Cheaper oil plan for islanders

An artist's impression of the plant that Mr Irvine hopes to build in either Shetland, Orkney or the Western Isles.
An artist's impression of the plant that Mr Irvine hopes to build in either Shetland, Orkney or the Western Isles.

An ambitious plan to tackle fuel poverty in the islands is to be launched which could see a new oil processing plant built in one of Scotland’s island groups – the Western Isles, Shetland or Orkney.

Sheltand born businessman George Irvine is spearheading the plans for the project which he says would convert crude oil into low price, low sulphur diesel for fishing boats and other vessels and also drastically lower the price of domestic home heating oil across all three island groups.

Speaking to BBC Shetland Mr Irvine explained: “We are looking to create a level playing field by supplying the islands, who suffer from huge amount of domestic fuel poverty.

“We plan to site a plant which will consist of a jetty, storage facility and processing facility. We will be looking to process crude oil, which will be turned into those products, but there definitely is a need to tackle fuel poverty.”

A household is considered to be in fuel poverty if it needs to spend 10 per cent, or more, of income on all fuel use in order to heat the dwelling to an acceptable standard.

Statistics suggest that around 56 per cent of homes in the Western Isles are in fuel poverty.

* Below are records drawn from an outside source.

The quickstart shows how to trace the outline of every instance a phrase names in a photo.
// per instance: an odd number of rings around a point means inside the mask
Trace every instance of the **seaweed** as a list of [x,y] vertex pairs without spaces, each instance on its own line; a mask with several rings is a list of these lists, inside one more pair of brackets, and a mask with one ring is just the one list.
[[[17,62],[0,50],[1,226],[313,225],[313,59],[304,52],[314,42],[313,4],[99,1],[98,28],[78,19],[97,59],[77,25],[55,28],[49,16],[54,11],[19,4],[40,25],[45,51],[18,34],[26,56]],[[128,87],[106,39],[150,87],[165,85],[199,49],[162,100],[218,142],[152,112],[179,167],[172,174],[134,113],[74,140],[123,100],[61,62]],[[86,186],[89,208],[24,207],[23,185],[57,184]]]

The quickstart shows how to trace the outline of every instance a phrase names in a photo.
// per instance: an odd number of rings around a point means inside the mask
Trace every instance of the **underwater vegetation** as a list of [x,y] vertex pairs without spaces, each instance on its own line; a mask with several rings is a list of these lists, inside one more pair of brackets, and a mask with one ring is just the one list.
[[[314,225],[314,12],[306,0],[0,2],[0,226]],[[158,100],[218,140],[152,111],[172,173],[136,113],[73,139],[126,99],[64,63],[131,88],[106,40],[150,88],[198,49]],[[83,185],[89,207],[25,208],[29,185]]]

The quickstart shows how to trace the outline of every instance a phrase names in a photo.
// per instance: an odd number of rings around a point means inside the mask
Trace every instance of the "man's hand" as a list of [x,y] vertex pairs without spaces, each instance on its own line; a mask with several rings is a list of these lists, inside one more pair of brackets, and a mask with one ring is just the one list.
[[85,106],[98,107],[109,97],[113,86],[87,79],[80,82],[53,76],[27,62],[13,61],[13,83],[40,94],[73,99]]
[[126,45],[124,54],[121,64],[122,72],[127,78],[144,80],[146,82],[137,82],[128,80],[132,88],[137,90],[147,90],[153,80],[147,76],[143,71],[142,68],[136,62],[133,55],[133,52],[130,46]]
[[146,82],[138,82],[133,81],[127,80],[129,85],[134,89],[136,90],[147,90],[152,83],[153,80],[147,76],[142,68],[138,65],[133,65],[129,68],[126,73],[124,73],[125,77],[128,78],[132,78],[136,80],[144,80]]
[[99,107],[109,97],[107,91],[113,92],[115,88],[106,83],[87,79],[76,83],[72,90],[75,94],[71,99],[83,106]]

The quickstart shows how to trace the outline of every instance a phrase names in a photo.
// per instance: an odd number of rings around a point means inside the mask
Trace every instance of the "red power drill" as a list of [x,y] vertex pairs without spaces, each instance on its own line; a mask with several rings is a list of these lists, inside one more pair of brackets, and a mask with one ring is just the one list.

These figures are the incentive behind Mr Irvine’s ambitious plans which has become something of a passion project for him.

“When the new 2020 regulations come into effect then all marine vessels within European sector will need 0.1 percent sulphur content and our technology is designed to provide us with low sulphur fuel,” he continued.

“We will focus on the local market as well as passing market for supply vessels or cruise ships.

“It seems surreal we have one of the biggest oil terminals yet every drop of refined product is imported form the mainland so looking to change things by siting a facility in Orkney, Shetland or the Western Isles.

“We have used drone photography in Shetland to identify possible areas and we will do the same soon in the Western Isles and Orkney.”

Mr Irvine estimates the new project could be up and running within three years as he believes his project are already making great strides.

“We are looking at the appraisal phase of the project and by end of that we will have identified a specific location, environment source assessment.

“We are ahead of the game and have done much already, with the models saying it should be 36 months.”

All residents of the Western Isles, Orkney and Shetland would receive a discount card which they could show at the pumps when purchasing fuel which would then see a discount applied which is the only way Mr Irvine believes the discount would be passed down to those who need it most.

“We all want to make a difference if we can,” adds Mr Irvine.